Accessibility via URLs
Cloudflare doesn't require special URLs, while Amazon CloudFront content is only accessible via configured URLs.
This means that Cloudflare can route requests for a site like "example.com" through its CDN. With Amazon CloudFront, requests are instead directed to something like "alongurlfullofrandomcharacters.example.com" in order to be routed through the CDN. These special URL configurations make Amazon CloudFront more complicated to set up than Cloudflare, where the process requires little more than pointing name servers to the right location.
IT teams can use Amazon CloudFront's simple yet granular data management controls to handle each component of their sites or apps. Cloudflare also offers fine-tuned controls for content management, but it does so through an API, which is more complex to configure.
Distributed denial-of-service (DDoS) protection
Cloudflare offers additional features beyond a basic CDN, such as anti-DDoS protection via its Magic Transit feature. Amazon CloudFront isn't designed as a DDoS protection service; instead, admins need to use AWS Shield.
How to choose a cloud CDN
Once you understand the key differences between Amazon CloudFront and Cloudflare, you'll need to determine which one best meets your IT team's needs. Below are some examples that might help you make the final choice.
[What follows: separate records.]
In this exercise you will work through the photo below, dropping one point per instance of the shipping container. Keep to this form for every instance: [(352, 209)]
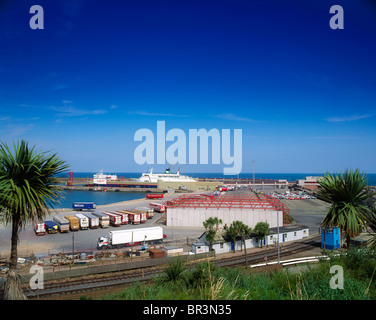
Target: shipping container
[(124, 216), (62, 223), (149, 211), (83, 206), (84, 221), (93, 221), (51, 227), (133, 217), (74, 222), (40, 228), (104, 220), (115, 219), (154, 196), (158, 207)]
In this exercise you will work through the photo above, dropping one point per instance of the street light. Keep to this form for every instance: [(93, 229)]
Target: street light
[(278, 203)]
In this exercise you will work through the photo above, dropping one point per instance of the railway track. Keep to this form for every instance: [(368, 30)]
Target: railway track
[(101, 282), (270, 254)]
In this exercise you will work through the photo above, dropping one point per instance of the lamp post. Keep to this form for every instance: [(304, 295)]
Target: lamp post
[(277, 206)]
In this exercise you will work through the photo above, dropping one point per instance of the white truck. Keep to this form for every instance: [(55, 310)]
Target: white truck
[(149, 211), (93, 221), (131, 236), (104, 219), (62, 223), (84, 221)]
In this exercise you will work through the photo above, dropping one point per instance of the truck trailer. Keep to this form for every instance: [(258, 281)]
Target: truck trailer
[(84, 221), (115, 219), (74, 222), (158, 207), (131, 236), (104, 219), (84, 206), (133, 217), (51, 227), (154, 196), (149, 211), (124, 216), (62, 223), (93, 221)]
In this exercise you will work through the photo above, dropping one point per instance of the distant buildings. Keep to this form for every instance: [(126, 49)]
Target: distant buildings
[(311, 182)]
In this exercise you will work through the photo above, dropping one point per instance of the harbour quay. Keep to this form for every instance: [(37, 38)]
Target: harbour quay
[(164, 185)]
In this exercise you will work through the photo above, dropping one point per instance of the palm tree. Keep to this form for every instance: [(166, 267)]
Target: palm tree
[(29, 189), (261, 230), (347, 192), (211, 225), (371, 222), (239, 229)]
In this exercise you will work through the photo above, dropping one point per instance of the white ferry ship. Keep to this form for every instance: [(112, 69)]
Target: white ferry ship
[(101, 178), (166, 176)]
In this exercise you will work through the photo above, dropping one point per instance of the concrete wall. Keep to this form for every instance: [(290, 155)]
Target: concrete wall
[(191, 217), (254, 242)]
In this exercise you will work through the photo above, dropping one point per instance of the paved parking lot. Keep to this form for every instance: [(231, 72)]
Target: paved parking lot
[(305, 212)]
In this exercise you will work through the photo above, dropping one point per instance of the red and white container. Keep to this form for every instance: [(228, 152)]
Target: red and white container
[(115, 219)]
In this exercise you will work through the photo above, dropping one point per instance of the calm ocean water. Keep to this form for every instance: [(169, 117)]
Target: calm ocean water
[(101, 198)]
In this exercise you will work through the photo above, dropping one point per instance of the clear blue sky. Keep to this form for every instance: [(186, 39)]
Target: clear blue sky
[(303, 94)]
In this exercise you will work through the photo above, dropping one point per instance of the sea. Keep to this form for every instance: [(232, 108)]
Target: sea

When to choose Amazon CloudFront
In general, CloudFront is the best choice when a business:
- already uses AWS;
- only needs to handle some data with the CDN; and
- designs its website or app so users won't see "ugly" CloudFront URLs.
When to choose Cloudflare
Cloudflare is a great choice when:
- easy setup is a priority;
- the CDN manages most of the content; and
- there are additional networking and security features needed beyond just a CDN.